June 2016 : A third ARD program claims that Russian authorities have been covering up for coaches disgraced by the doping program, directly pinpointing Mutko for his alleged involvement in the cover-up. As with the first two documentaries, they use a number of leaked material and private recordings to back up their allegations.The IAAF Council unanimously votes to extend the ban on the Russian athletics federation, but offers an Olympic lifeline to athletes training outside the Russian system to compete in Rio as neutrals. One such neutral is Daria Klishina, who trains in Florida and has been tested outside of Russia for years. Some Russian critics call her a traitor but her Russian teammates urge her to go to Rio and win all the golds for them.

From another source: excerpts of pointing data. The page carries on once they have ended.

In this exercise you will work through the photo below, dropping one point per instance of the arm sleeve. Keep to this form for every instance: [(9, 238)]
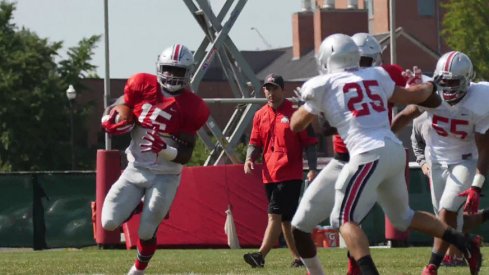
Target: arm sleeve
[(418, 143), (253, 152)]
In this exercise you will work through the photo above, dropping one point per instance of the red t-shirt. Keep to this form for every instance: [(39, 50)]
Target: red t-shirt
[(395, 72), (282, 148)]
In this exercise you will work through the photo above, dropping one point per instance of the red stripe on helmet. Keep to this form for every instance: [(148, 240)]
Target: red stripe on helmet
[(448, 64), (176, 52)]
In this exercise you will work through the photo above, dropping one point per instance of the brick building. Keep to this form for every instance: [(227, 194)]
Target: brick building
[(418, 42)]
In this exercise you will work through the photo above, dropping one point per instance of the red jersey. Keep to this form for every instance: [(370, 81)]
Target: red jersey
[(395, 72), (184, 112), (282, 148)]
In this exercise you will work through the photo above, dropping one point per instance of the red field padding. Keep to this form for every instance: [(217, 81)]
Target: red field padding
[(197, 215)]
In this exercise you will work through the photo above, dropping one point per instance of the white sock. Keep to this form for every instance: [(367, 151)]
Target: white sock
[(313, 265)]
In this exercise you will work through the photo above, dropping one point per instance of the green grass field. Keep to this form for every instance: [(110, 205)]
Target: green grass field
[(205, 261)]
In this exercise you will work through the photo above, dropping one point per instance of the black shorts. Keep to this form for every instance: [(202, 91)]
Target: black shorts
[(283, 198)]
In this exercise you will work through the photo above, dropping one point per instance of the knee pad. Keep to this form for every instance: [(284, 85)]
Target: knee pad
[(109, 225)]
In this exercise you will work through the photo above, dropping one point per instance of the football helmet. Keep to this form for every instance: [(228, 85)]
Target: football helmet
[(452, 75), (174, 67), (369, 48), (338, 52)]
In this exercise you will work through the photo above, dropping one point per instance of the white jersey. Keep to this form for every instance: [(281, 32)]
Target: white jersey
[(355, 103), (451, 135)]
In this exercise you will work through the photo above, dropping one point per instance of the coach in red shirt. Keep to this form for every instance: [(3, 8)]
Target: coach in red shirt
[(282, 166)]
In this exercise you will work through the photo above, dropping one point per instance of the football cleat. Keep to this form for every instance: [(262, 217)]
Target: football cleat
[(430, 269), (254, 259), (353, 268), (135, 271)]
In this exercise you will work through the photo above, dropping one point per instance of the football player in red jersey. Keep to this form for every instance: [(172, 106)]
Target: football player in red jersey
[(167, 116), (323, 186)]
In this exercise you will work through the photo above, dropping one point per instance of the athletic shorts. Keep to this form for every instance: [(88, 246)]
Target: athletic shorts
[(283, 198)]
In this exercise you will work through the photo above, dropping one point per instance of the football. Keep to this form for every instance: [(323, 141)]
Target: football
[(123, 113)]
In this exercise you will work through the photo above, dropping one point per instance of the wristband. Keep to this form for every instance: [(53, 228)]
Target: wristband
[(478, 180), (169, 153)]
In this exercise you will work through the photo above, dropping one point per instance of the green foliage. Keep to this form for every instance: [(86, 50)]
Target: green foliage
[(466, 29), (34, 114)]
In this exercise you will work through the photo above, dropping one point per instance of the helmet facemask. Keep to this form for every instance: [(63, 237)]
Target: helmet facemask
[(174, 68), (337, 53), (173, 78), (452, 76), (452, 88), (370, 49)]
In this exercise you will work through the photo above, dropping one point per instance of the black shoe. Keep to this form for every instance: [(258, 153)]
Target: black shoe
[(254, 259), (297, 263)]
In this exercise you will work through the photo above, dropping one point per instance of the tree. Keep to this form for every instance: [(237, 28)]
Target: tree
[(34, 114), (466, 29)]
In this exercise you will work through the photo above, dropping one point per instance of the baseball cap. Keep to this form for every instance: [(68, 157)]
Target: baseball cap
[(274, 79)]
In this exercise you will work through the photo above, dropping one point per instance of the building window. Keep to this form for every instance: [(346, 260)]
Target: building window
[(426, 7)]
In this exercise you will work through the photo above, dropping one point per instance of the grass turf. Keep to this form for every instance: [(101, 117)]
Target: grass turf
[(206, 261)]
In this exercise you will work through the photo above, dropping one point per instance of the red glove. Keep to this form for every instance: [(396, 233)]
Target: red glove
[(116, 128), (413, 77), (473, 199), (155, 143)]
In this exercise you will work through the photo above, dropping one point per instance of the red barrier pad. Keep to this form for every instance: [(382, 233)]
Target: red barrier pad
[(197, 215)]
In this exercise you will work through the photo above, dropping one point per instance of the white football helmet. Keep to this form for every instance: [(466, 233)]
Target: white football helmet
[(369, 47), (338, 52), (452, 75), (174, 67)]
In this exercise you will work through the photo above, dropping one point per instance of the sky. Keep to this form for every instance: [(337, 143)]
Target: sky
[(140, 29)]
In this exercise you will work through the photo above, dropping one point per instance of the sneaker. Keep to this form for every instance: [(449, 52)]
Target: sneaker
[(447, 261), (473, 254), (254, 259), (430, 269), (297, 263), (135, 271), (353, 268)]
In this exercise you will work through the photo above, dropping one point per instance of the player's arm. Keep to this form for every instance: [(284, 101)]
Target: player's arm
[(418, 144), (423, 94), (180, 151), (474, 192), (301, 119), (404, 117), (325, 129), (118, 101), (117, 120), (185, 144)]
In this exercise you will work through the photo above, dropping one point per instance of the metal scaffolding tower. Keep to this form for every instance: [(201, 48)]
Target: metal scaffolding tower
[(243, 82)]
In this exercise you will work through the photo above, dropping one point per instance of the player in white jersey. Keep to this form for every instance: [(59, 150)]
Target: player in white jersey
[(457, 143), (322, 188), (354, 101), (466, 222)]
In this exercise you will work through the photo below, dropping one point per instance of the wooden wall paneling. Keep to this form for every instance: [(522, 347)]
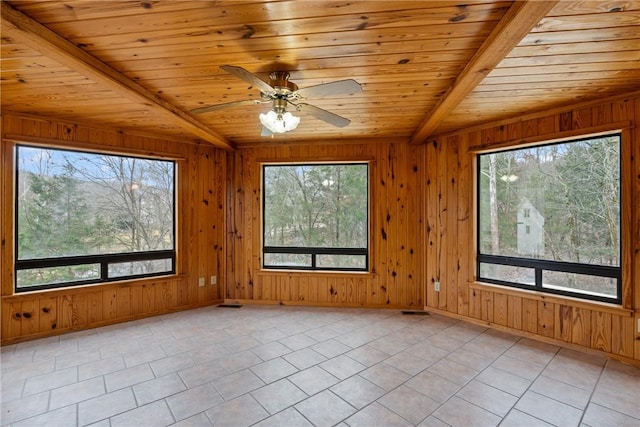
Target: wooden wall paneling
[(581, 327), (451, 250), (233, 199), (48, 314), (65, 310), (250, 235), (203, 218), (123, 299), (546, 319), (475, 304), (414, 225), (382, 235), (190, 216), (431, 242), (582, 118), (487, 310), (563, 317), (443, 232), (403, 175), (635, 201), (500, 309), (546, 125), (303, 289), (48, 129), (149, 297), (464, 225), (30, 317), (109, 304), (79, 310), (390, 225), (600, 331), (602, 114), (218, 227), (530, 315), (565, 121), (67, 132), (95, 306), (515, 312), (11, 320), (622, 337), (135, 300)]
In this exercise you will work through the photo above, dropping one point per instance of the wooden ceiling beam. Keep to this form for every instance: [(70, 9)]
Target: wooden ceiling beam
[(521, 17), (21, 28)]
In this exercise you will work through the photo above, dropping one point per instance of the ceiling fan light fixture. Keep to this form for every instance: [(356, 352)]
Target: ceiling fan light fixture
[(279, 122)]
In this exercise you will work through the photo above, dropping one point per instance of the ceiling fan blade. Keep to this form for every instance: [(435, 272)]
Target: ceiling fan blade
[(324, 115), (225, 105), (248, 77), (341, 87)]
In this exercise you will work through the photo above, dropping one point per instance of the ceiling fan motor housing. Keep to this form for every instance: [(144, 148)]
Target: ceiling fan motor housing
[(279, 80)]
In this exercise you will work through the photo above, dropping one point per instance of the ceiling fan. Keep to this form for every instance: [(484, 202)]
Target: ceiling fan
[(281, 93)]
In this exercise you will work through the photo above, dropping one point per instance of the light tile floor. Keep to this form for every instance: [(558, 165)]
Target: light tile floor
[(296, 366)]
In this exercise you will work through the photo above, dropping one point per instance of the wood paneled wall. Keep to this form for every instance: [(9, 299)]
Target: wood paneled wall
[(201, 181), (450, 217), (396, 230)]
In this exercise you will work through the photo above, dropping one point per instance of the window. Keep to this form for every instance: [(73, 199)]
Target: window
[(315, 216), (549, 218), (86, 218)]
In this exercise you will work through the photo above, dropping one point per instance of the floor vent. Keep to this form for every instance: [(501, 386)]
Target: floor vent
[(416, 312)]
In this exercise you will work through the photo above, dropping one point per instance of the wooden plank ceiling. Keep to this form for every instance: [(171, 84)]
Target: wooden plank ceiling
[(426, 67)]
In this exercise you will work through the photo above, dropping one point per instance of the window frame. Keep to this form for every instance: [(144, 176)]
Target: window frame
[(540, 265), (314, 251), (103, 260)]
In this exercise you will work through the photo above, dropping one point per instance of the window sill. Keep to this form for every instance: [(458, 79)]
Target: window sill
[(321, 273), (556, 299), (93, 287)]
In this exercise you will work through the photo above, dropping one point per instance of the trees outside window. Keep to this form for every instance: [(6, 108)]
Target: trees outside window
[(549, 218), (315, 216), (86, 217)]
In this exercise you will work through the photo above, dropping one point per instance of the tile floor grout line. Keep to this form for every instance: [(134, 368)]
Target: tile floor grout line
[(593, 391)]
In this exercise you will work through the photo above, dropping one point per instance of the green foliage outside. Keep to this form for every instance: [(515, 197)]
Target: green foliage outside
[(316, 206), (74, 204), (572, 189)]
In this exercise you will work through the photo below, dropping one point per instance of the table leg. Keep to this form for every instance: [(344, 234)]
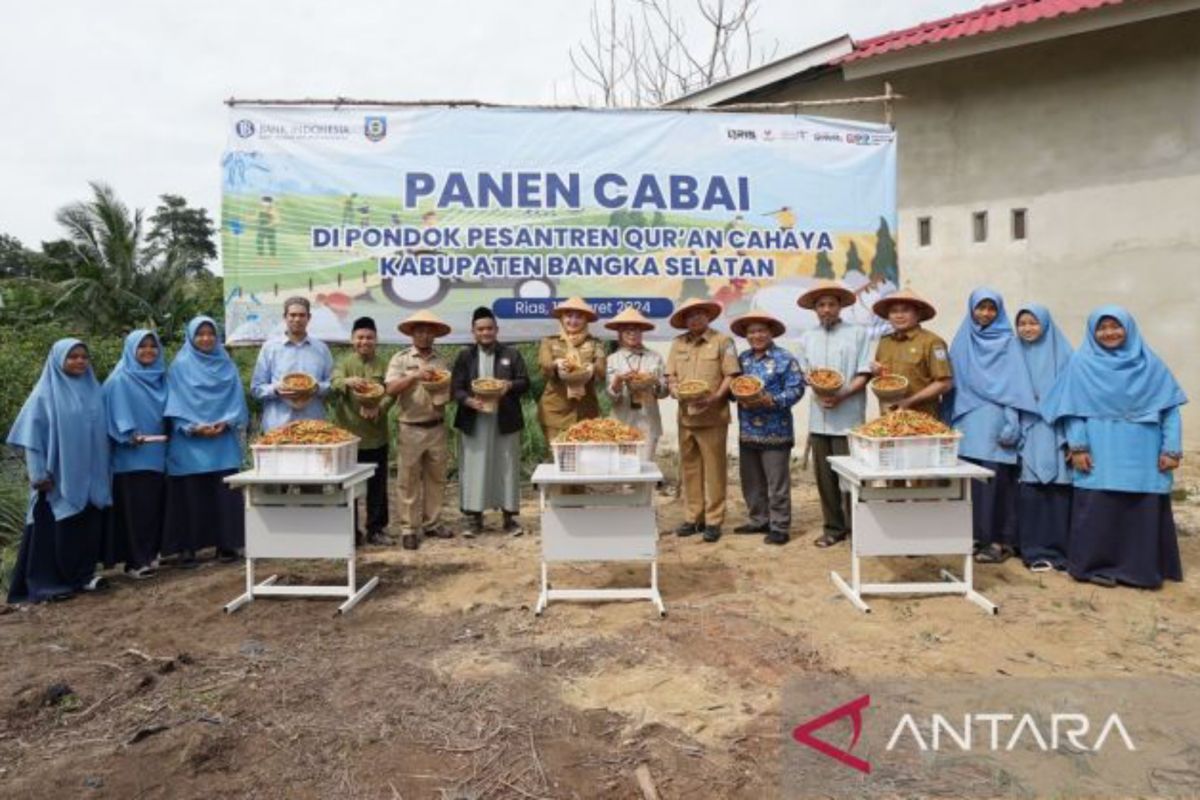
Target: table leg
[(358, 595), (654, 588), (852, 595), (544, 597)]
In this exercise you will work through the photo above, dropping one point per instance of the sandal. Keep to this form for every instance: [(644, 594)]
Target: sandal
[(994, 553), (829, 540)]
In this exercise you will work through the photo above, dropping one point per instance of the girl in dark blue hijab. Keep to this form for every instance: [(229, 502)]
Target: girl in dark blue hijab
[(991, 388), (207, 414), (1043, 499), (135, 400), (61, 431), (1121, 407)]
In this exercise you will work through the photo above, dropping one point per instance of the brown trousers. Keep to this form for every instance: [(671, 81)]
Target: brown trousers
[(423, 457), (834, 505), (703, 464)]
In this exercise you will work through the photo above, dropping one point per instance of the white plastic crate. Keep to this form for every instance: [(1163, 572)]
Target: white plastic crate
[(303, 461), (595, 458), (906, 452)]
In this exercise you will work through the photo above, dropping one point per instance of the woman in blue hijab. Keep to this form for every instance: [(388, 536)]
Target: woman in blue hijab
[(205, 413), (1121, 405), (61, 429), (135, 400), (991, 388), (1043, 499)]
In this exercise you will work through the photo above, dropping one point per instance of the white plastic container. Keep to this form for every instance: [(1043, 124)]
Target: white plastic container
[(588, 458), (306, 461), (906, 452)]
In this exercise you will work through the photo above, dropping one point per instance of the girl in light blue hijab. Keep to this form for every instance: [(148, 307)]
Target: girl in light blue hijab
[(61, 431), (207, 415), (1043, 498), (135, 400), (1121, 407), (991, 388)]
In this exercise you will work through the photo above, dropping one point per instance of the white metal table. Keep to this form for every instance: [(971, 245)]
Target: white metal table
[(910, 512), (286, 522), (594, 527)]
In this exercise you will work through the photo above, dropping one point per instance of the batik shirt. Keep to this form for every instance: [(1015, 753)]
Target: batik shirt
[(771, 428)]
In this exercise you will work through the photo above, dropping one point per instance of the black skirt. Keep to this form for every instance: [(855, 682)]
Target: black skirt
[(57, 557), (1043, 522), (203, 511), (994, 505), (1123, 535), (133, 533)]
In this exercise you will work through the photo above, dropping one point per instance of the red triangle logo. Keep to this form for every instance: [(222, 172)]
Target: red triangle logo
[(853, 709)]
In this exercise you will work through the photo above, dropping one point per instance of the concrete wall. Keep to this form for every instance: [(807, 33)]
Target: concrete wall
[(1098, 137)]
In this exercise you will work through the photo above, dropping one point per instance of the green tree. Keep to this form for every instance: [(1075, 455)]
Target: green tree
[(825, 266), (177, 227), (118, 281), (853, 260), (15, 259), (883, 265)]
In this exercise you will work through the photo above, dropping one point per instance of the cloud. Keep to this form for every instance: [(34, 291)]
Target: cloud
[(131, 91)]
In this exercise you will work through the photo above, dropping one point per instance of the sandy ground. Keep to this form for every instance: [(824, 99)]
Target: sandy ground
[(443, 684)]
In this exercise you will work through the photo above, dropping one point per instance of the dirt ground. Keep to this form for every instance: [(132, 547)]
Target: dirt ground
[(443, 684)]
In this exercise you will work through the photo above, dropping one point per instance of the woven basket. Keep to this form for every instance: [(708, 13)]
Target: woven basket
[(371, 397), (690, 391), (744, 395), (891, 395), (439, 389), (826, 391), (487, 396), (298, 397)]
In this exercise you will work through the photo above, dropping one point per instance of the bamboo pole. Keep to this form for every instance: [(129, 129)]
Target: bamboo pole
[(887, 98)]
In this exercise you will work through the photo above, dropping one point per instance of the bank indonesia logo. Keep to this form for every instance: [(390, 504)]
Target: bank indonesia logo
[(376, 128)]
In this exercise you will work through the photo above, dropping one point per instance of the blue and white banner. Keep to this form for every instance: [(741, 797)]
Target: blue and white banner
[(381, 211)]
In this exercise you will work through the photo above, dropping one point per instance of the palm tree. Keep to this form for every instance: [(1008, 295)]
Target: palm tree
[(119, 281)]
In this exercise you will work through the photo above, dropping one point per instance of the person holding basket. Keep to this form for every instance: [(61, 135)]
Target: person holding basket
[(490, 428), (419, 379), (835, 358), (771, 384), (571, 362), (360, 405), (701, 366), (636, 378)]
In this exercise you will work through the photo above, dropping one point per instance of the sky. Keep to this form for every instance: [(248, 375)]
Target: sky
[(132, 91)]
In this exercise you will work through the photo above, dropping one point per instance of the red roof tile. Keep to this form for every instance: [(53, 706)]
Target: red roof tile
[(987, 19)]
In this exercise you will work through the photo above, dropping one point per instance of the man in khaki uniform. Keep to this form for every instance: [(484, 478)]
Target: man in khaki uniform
[(563, 404), (702, 354), (912, 352), (421, 434)]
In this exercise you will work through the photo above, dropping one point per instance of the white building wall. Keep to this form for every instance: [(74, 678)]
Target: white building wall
[(1098, 137)]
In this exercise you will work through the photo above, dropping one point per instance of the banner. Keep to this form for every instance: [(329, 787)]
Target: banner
[(383, 211)]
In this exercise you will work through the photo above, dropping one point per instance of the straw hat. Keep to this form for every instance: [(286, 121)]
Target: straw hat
[(424, 318), (681, 313), (629, 318), (742, 323), (575, 304), (823, 287), (924, 308)]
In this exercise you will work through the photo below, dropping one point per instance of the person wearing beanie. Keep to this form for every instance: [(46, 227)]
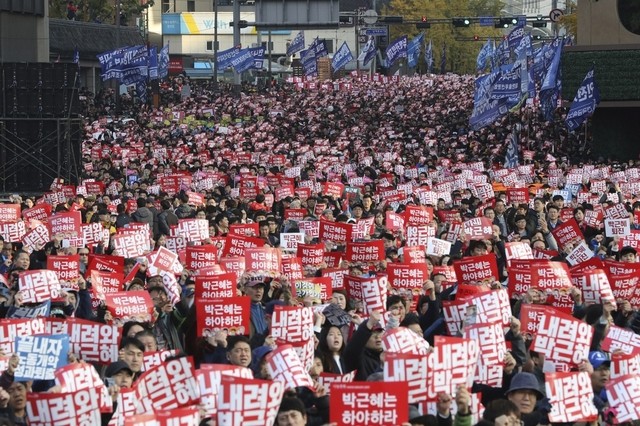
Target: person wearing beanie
[(292, 412)]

July 18, 2016 : Canadian law professor Richard McLaren releases a 96-page report for WADA which outlines rampant Russian state-run doping at the Sochi Olympics and other major sports events.The investigation finds the FSB secret service helped "the state-dictated failsafe system" carried out by the sports ministry and covering 30 sports. WADA consequently calls for Russia to be banned from the Rio Olympics in August and urges global sports governing bodies to bar Russia until "culture change" is achieved. IOC president Thomas Bach describes the revelations as "a shocking and unprecedented attack" on sport. For a quick summary of what's 'shocking and unprecedented' about the McLaren report click here.

July 19, 2016 : Russia's Sports Minister Vitaly Mutko is barred from attending the Rio Games and the IOC orders a disciplinary commission to look into his ministry's role detailed in the McLaren report.

July 21, 2016 : An appeal by 68 Russian athletes against the IAAF blanket ban is rejected by the Court of Arbitration for Sports on the grounds that a governing sports body is within its rights to collective punishment if collective cheating has occurred. The court paves legal way for a possible blanket ban for all Russian athletes in Rio. “Today’s judgment has created a level playing field for athletes. The CAS upholds the rights of the IAAF to use its rules for the protection of the sport,” read a statement from the IAAF in response to the judgement. “While we are thankful that our rules and our power to uphold our rules and the anti-doping code have been supported, this is not a day for triumphant statements. I didn’t come into this sport to stop athletes from competing. It is our federation’s instinctive desire to include, not exclude,” said IAAF president Sebastian Coe. 

THOUGHTS 
There has been an environment of stubborn denial among the people of Russia, who refuse to believe the mountain of evidence against them even though they would accept the testimonies and facts if it were against any other country. It is disappointing how many celebs, politicians, and athletes continue to use the politics line instead of admitting that something is wrong even if the investigation was politically induced. Either they don't think their country has done anything wrong or if they do, they think it is acceptable because widespread cheating exists everywhere in the same quantities as in Russia. This is their great defense. But if we bar clean athletes from the Games then these people will have a reason to feel like victims, and I don't see why they should be given that satisfaction. To the athletics athletes who were clean, I'm so sorry this is happening to you. To know that your own country conspired to keep you from achieving your best results because you refused to dope and you refused to dishonor your flag must be difficult enough to bear... and now the world repays your integrity by banning you from the Olympics. While the faux-resentment of dopers is embarrassing for me to see, your grief is real and just and lamentable. I am with you. I hope Russian gymnasts, and other sports that weren't mentioned in the Mclaren report, are allowed to go to Rio so that those who cheat can sit at home and be ashamed of what separates them from their competing countrymen.